Aruba Networks fixes 14 vulnerabilities in access point OS, three are critical
Take action: If you are using Aruba equipment, check the OS versions - it's probably in the vulnerable range of OS. Lock down the management UDP/8211 port only to trusted networks and implement the `cluster-security` workaround if applicable. Then start patching ASAP. Aruba products are network devices, by their very nature they are exposed and difficult to lock down.
Learn More
Aruba Networks has issued updates and countermeasures for a total of 14 security issues, with three classified as critical. The advisory from Aruba indicates that these security gaps are present in various versions of their ArubaOS and InstantOS:
- ArubaOS versions 10.5 and 10.4
- InstantOS versions 8.11, 8.10, and 8.6
Older end of maintenance versions are also vulnerable, but there won't be a patch for those versions.
The critical vulnerabilities are centered around the handling of the Process Application Programming Interface (PAPI) protocol:
- CVE-2023-45614 and CVE-2023-45615, (CVSS3 score 9.8 for both) allowing potential buffer overflows in the command-line interface (CLI). These could enable attackers, without requiring authentication, to execute code remotely with elevated privileges by sending specially crafted data packets to the PAPI via UDP port 8211.
- CVE-2023-45616 (CVSS3 score 9.8) involves a buffer overflow vulnerability over PAPI within the AirWave client service, which could allow unauthenticated remote code execution as well.

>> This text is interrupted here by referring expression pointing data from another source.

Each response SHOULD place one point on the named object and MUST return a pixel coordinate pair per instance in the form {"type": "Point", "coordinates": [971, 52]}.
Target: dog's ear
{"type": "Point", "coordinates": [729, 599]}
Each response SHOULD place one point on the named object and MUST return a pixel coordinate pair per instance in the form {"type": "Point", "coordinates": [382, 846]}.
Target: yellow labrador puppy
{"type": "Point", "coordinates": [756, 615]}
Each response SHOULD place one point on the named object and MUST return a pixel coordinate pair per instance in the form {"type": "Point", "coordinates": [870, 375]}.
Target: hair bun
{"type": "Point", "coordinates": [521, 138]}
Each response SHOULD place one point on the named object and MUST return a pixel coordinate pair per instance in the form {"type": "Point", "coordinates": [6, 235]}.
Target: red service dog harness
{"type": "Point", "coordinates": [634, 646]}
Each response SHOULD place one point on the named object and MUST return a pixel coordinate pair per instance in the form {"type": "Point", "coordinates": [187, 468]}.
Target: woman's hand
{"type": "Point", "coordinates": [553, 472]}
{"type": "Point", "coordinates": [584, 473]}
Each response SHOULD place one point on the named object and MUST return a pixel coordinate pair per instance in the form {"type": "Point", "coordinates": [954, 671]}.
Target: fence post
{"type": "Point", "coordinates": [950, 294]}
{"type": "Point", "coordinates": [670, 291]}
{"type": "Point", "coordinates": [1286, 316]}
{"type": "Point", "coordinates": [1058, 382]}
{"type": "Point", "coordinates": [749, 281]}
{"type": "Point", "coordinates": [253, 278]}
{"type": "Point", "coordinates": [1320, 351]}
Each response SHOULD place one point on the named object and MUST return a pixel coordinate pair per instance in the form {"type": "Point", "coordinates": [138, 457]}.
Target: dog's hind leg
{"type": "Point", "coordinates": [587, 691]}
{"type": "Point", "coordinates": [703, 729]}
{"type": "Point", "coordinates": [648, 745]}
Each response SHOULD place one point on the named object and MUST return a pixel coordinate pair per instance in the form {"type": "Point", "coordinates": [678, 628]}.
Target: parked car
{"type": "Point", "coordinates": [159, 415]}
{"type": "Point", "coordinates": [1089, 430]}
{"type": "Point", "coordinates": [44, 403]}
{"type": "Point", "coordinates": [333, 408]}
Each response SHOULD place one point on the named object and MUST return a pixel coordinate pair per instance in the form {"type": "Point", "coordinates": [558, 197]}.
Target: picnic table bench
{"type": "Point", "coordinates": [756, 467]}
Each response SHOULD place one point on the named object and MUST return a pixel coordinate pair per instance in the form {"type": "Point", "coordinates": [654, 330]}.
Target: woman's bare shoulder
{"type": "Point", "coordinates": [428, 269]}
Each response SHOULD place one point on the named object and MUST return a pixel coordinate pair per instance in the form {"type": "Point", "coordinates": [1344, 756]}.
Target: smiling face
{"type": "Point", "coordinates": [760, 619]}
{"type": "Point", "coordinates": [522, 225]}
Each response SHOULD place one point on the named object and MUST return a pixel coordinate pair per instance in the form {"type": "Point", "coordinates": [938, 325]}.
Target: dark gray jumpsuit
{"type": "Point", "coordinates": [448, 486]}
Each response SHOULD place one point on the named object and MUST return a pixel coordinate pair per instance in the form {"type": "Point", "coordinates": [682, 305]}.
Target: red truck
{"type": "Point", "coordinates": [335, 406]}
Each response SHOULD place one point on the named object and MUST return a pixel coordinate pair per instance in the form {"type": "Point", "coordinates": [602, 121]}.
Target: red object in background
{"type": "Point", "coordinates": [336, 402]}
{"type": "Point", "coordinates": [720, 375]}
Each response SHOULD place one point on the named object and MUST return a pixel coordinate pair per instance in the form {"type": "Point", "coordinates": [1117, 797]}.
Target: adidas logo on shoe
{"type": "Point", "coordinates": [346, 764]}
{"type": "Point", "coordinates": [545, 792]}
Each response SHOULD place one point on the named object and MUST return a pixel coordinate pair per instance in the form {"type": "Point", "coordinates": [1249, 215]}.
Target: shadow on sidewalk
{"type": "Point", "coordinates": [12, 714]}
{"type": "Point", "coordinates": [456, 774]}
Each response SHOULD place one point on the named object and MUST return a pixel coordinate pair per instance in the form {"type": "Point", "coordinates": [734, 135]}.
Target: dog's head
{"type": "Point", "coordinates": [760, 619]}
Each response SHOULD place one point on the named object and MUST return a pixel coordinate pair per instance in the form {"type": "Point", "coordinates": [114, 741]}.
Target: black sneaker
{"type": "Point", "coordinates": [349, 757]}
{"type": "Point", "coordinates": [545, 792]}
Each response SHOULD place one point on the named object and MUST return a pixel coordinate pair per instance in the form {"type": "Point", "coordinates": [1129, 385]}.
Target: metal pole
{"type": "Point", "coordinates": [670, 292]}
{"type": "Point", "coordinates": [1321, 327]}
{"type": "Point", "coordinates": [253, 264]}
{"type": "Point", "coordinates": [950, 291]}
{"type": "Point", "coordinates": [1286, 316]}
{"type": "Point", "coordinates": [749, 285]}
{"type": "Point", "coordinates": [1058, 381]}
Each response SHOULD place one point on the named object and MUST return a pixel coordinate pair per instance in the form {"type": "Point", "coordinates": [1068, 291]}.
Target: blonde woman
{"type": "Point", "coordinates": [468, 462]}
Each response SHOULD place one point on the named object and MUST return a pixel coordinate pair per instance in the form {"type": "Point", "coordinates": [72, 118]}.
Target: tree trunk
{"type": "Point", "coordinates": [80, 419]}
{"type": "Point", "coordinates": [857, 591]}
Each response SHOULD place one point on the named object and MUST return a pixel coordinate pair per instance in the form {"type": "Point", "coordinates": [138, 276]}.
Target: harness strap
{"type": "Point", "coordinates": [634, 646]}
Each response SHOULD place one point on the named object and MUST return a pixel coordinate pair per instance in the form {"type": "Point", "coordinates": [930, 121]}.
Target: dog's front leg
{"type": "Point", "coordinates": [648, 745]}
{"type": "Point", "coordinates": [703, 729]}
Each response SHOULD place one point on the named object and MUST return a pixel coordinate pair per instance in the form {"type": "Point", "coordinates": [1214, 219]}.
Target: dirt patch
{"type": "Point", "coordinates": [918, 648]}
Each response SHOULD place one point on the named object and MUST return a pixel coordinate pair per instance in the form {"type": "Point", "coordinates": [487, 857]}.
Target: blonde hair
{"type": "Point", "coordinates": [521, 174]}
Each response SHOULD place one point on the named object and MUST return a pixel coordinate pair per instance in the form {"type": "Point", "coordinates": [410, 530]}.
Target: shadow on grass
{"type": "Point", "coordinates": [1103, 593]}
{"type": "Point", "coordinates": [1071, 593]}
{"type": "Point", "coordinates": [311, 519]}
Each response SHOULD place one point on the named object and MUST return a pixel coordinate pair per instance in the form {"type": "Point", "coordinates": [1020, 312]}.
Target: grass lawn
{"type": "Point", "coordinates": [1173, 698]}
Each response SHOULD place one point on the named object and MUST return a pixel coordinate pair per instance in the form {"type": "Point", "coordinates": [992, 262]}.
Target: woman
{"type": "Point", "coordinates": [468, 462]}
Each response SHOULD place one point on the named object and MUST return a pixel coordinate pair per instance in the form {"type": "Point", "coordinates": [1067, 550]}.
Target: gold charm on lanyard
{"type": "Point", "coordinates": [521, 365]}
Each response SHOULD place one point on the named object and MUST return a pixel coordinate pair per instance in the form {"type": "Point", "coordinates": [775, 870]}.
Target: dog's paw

The vulnerabilities CVE-2023-45617 and CVE-2023-45618, both rated CVSS 8.2, could potentially allow attackers to delete files arbitrarily, leading to a denial of service (DoS) by removing critical operating system files.
CVE-2023-45619, also with a CVSS score of 8.2, could lead to a DoS condition when an access point’s RSSI service is manipulated over PAPI.
The other CVEs related to PAPI encompass a range of issues from unauthenticated DoS attacks to authenticated remote code execution and authenticated DoS within the CLI.
To address the vulnerabilities it is recommended to upgrade the software to the following versions:
- ArubaOS 10.5.x.x: 10.5.0.1 and above
- ArubaOS 10.4.x.x: 10.4.0.3 and above
- InstantOS 8.11.x.x: 8.11.2.0 and above
- InstantOS 8.10.x.x: 8.10.0.9 and above
- InstantOS 8.6.x: 8.6.0.23 and above
For InstantOS Aruba proposes a workaround by enabling cluster-security via the cluster-security command. For ArubaOS 10 devices this is not an option. Instead access to port UDP/8211 must be blocked from all untrusted networks.